The police officer whose gun was seized by Mungiki sect members at the weekend died yesterday.
The policeman died at the Murang'a District Hospital from wounds sustained during the Sunday attack.
At the same time, police recovered the gun – a G3 rifle – snatched from the officer, based at Nyakianga Police Station, by the more than 700 Mungiki members, after a fierce battle in Kianjai Village, Mathioya Division.
The officer, identified only as Waigwa, is said to have died soon after admission on Sunday night.
Sources told the Nation that the sect members inflicted a deep head wound on the officer during the attack.
However, police officers who had earlier said that the sect members had snatched the officer's gun in an attack on the station later changed their story, contradicting local District Commissioner Obondo Kajumbi who said that, contrary to Press reports, the Mungiki followers had confronted the officer in Kianjahi Village, where he was accompanied by four colleagues.
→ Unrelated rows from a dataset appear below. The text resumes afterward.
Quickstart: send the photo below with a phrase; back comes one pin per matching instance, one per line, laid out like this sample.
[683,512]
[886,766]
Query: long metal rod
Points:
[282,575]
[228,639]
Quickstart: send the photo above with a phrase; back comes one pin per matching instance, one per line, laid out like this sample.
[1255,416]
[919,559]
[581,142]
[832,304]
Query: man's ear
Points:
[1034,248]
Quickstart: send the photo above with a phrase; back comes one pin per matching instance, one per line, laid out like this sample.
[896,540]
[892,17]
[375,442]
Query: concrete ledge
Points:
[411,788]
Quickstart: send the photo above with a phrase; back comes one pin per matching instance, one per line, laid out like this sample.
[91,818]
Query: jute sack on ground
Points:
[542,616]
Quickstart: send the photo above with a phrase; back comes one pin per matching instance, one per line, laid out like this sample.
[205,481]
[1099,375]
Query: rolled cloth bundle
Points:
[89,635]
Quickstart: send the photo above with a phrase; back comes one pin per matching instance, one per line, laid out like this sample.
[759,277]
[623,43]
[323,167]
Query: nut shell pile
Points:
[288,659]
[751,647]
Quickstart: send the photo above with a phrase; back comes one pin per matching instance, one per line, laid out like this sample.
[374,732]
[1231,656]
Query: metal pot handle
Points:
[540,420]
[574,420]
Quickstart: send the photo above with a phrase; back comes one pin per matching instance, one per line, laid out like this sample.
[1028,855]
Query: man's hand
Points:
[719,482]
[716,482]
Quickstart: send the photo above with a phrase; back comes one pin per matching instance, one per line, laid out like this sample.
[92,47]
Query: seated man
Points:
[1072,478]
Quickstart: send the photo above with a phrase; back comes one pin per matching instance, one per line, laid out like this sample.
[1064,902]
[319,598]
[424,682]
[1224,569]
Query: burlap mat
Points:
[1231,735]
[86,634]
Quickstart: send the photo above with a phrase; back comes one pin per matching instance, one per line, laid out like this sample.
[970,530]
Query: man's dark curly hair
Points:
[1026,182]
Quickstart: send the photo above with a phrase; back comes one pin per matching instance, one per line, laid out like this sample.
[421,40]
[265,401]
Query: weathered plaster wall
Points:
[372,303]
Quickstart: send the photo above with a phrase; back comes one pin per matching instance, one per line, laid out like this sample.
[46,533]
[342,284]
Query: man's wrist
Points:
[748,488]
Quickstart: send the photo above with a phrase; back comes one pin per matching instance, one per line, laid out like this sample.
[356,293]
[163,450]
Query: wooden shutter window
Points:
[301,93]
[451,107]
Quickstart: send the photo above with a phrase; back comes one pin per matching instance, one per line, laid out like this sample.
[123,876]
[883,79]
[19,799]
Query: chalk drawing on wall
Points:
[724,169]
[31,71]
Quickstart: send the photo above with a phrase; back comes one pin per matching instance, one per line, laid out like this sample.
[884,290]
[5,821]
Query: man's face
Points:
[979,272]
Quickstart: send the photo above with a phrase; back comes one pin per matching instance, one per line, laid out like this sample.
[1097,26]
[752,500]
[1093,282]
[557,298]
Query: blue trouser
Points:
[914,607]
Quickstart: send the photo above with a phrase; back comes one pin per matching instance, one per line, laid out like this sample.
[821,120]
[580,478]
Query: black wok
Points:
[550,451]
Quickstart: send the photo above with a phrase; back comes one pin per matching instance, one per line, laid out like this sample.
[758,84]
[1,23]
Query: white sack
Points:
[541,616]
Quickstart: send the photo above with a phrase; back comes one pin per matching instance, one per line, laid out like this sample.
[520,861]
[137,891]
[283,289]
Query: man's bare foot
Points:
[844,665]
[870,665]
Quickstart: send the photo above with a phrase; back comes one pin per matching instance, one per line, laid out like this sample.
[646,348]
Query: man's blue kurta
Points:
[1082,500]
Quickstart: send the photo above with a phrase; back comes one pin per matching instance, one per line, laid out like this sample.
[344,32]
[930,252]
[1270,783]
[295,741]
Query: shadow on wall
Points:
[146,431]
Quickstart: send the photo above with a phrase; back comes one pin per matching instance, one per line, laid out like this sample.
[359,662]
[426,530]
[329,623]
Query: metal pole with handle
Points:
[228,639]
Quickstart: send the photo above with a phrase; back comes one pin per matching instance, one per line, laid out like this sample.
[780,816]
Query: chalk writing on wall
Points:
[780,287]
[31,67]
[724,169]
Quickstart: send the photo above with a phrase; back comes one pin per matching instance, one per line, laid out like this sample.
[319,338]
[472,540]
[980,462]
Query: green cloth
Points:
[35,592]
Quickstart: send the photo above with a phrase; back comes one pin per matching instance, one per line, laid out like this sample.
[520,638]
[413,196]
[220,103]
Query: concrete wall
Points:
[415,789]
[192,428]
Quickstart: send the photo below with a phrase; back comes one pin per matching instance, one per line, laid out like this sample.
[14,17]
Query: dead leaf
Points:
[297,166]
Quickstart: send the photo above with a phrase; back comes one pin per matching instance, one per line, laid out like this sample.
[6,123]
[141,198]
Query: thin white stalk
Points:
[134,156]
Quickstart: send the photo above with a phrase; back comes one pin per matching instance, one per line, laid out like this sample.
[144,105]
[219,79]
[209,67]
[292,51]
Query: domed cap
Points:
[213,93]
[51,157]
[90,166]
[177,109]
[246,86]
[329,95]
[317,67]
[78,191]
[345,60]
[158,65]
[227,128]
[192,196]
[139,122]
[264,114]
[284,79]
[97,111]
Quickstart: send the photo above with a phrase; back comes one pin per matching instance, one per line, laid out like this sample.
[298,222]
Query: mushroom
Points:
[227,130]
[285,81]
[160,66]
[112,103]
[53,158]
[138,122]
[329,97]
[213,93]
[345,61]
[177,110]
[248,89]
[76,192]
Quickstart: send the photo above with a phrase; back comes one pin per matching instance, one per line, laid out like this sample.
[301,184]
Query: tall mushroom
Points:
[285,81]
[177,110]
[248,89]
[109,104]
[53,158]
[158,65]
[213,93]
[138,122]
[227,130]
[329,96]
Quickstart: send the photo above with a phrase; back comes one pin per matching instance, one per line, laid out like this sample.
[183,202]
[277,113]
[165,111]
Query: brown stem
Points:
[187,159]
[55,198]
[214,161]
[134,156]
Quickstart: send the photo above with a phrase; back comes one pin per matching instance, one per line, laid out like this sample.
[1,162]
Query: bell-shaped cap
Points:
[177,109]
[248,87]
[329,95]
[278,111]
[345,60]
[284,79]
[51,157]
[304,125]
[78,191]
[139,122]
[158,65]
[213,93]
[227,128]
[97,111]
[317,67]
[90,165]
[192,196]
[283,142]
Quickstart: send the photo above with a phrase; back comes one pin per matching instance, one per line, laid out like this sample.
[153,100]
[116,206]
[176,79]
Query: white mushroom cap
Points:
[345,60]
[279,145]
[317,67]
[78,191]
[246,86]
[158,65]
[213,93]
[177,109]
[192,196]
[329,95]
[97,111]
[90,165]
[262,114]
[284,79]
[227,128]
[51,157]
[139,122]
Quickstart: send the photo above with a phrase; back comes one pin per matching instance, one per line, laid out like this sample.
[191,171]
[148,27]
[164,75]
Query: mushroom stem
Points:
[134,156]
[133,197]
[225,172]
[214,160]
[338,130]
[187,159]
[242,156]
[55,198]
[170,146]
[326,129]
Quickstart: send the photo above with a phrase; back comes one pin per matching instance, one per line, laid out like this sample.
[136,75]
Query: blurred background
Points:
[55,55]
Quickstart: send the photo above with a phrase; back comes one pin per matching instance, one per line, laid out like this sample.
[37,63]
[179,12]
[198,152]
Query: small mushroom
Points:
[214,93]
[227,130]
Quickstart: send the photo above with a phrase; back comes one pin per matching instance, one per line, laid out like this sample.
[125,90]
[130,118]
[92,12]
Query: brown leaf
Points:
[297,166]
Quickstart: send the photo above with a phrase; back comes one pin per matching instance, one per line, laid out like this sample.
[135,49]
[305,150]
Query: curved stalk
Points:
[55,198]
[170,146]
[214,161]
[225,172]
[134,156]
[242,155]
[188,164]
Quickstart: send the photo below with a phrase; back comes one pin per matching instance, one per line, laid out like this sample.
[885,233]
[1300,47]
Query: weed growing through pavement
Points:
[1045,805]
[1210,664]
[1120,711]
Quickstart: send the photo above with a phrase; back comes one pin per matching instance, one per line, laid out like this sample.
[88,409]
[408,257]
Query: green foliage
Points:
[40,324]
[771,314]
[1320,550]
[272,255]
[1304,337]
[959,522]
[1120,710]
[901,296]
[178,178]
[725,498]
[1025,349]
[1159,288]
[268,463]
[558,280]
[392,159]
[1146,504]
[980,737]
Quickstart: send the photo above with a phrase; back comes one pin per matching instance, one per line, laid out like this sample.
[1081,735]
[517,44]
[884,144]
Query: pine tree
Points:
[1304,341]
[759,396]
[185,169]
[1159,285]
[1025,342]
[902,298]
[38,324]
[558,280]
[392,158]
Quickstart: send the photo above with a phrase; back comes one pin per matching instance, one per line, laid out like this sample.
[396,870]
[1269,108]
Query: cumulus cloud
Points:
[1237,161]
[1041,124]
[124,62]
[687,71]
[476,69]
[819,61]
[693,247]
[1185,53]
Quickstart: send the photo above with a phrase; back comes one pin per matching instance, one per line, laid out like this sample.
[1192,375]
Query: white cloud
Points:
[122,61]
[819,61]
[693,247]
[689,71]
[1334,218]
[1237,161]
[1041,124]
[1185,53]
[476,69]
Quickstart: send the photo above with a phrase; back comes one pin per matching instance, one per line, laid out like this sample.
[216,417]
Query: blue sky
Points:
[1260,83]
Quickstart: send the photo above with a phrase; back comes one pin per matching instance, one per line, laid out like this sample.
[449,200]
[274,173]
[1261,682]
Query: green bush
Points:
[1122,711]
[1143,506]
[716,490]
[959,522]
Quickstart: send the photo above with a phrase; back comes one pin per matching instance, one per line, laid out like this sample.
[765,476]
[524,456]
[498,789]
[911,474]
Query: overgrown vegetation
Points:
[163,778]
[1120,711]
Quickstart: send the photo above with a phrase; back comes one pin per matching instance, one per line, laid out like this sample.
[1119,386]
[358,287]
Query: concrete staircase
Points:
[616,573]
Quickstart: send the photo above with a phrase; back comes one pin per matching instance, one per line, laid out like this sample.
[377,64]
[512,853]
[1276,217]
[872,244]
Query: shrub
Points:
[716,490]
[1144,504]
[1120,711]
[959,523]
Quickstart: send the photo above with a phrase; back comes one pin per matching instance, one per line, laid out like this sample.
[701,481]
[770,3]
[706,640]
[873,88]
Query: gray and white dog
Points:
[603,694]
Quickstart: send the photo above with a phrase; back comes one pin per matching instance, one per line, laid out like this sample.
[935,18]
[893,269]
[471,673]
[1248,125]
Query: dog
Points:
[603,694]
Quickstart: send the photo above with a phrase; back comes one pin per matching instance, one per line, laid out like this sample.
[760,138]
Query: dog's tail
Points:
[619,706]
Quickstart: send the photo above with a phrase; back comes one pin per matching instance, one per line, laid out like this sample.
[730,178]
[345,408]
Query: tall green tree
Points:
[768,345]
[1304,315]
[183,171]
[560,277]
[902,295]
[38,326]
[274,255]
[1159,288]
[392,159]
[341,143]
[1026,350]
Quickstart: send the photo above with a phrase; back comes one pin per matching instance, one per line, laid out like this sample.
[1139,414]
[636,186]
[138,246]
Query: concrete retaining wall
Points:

Mr Kajumbi, speaking after chairing a security meeting, said the policemen had gone to the village to disperse the sect followers "because they were holding an illegal prayer meeting''.
According to villagers, the five policemen, travelling in a Land Rover, had been dispatched specifically to disperse the sect members. But officers at the provincial police headquarters in Nyeri insisted the officers had gone merely "to observe the adherents" as they held their prayers.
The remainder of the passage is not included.